This cast belongs to MammaLoves. I have a picture that looks just like this but you can see her beautiful smiling face in. She however, claims it is a picture of her ass. And yes, you can see her ass in it so since I don’t want her posting a picture of my ass on the internet and since she will be at my house tonight and have the opportunity to take a picture of it, I choose to respect her wishes.
On Tuesday (right before my blog went completely off line due to hosting issues) I metroed down to The Smithsonian stop to meet the lovely and hilarious BOSSY.
BOSSY was able to spot me right away since 1) We’d met before 2) I was wearing a bright red hoodie and 3) I told her to look for the person that looked like me in the bright red hoodie.
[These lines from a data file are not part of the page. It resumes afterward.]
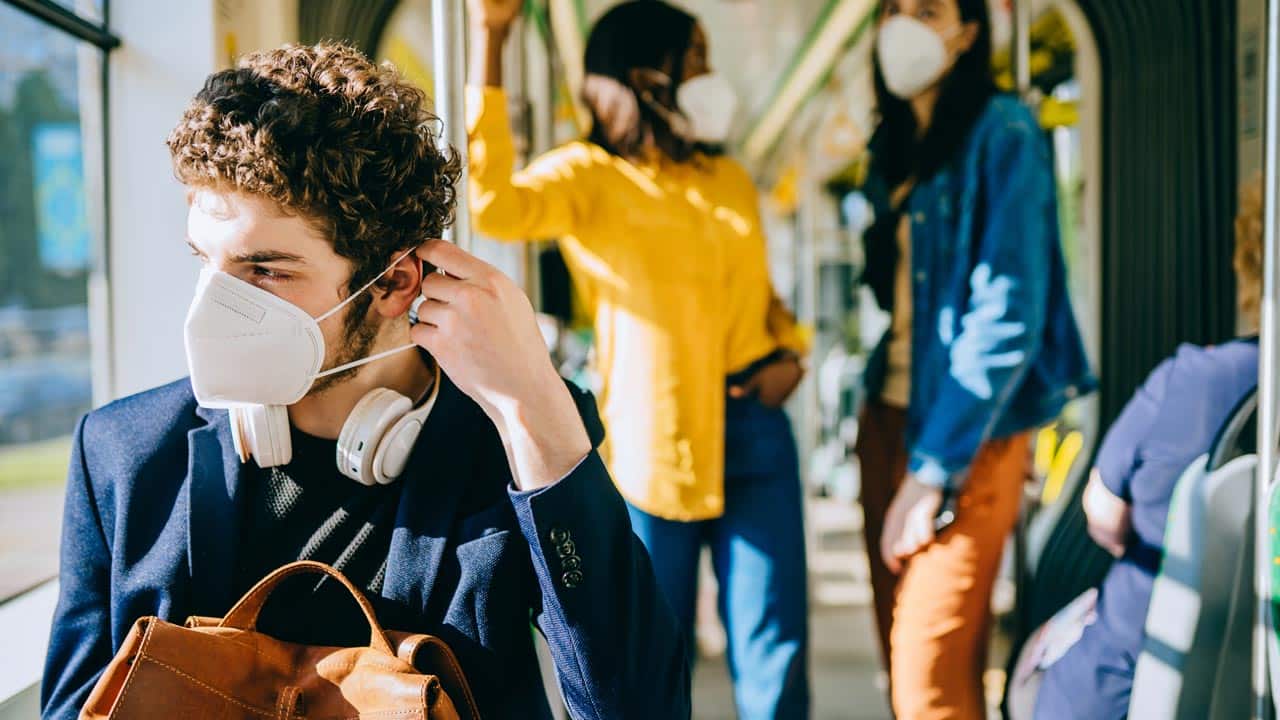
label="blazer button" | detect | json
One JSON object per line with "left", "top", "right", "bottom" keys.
{"left": 563, "top": 570, "right": 584, "bottom": 588}
{"left": 562, "top": 555, "right": 582, "bottom": 571}
{"left": 557, "top": 540, "right": 577, "bottom": 558}
{"left": 549, "top": 527, "right": 569, "bottom": 544}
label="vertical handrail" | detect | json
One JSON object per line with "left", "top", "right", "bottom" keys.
{"left": 432, "top": 0, "right": 471, "bottom": 250}
{"left": 1011, "top": 0, "right": 1034, "bottom": 652}
{"left": 1254, "top": 0, "right": 1279, "bottom": 717}
{"left": 1013, "top": 0, "right": 1032, "bottom": 98}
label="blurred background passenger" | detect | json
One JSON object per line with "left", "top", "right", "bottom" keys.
{"left": 854, "top": 0, "right": 1094, "bottom": 717}
{"left": 467, "top": 0, "right": 811, "bottom": 716}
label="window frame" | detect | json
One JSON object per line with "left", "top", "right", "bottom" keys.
{"left": 4, "top": 0, "right": 119, "bottom": 49}
{"left": 0, "top": 4, "right": 119, "bottom": 710}
{"left": 4, "top": 0, "right": 120, "bottom": 407}
{"left": 0, "top": 0, "right": 119, "bottom": 604}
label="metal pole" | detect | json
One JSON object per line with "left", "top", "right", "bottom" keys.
{"left": 1013, "top": 0, "right": 1032, "bottom": 98}
{"left": 1254, "top": 0, "right": 1280, "bottom": 716}
{"left": 511, "top": 16, "right": 543, "bottom": 306}
{"left": 432, "top": 0, "right": 471, "bottom": 250}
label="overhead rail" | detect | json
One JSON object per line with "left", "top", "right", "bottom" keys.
{"left": 740, "top": 0, "right": 877, "bottom": 167}
{"left": 548, "top": 0, "right": 590, "bottom": 132}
Then we rushed off to The National Gallery to look at some art because we are very cultured. We established a mutual dislike for Mary Cassatt and that “That Guy” as in Hey! Look. It’s the picture of that guy. Was in fact Vincent Van Gogh.
Then BOSSY muttered something that could have been about art but I said “Did you say a glass of wine?” and so we rushed off (Screw it. The National Gallery is free.) to have a relaxing drink.
You know, before we had to meet the other for the the drinks that were less relaxing?
We found another metro station. Easily found our stop and then got lost.
Here is a reenactment.
Sadly, the last picture happened at the exact same time as my head turned pear shaped and my eyes got way to close together.
Fun was had by all and now I know what Van Gogh looks like. Plus DC was the first stop on the tour so now I know for sure that we are #1.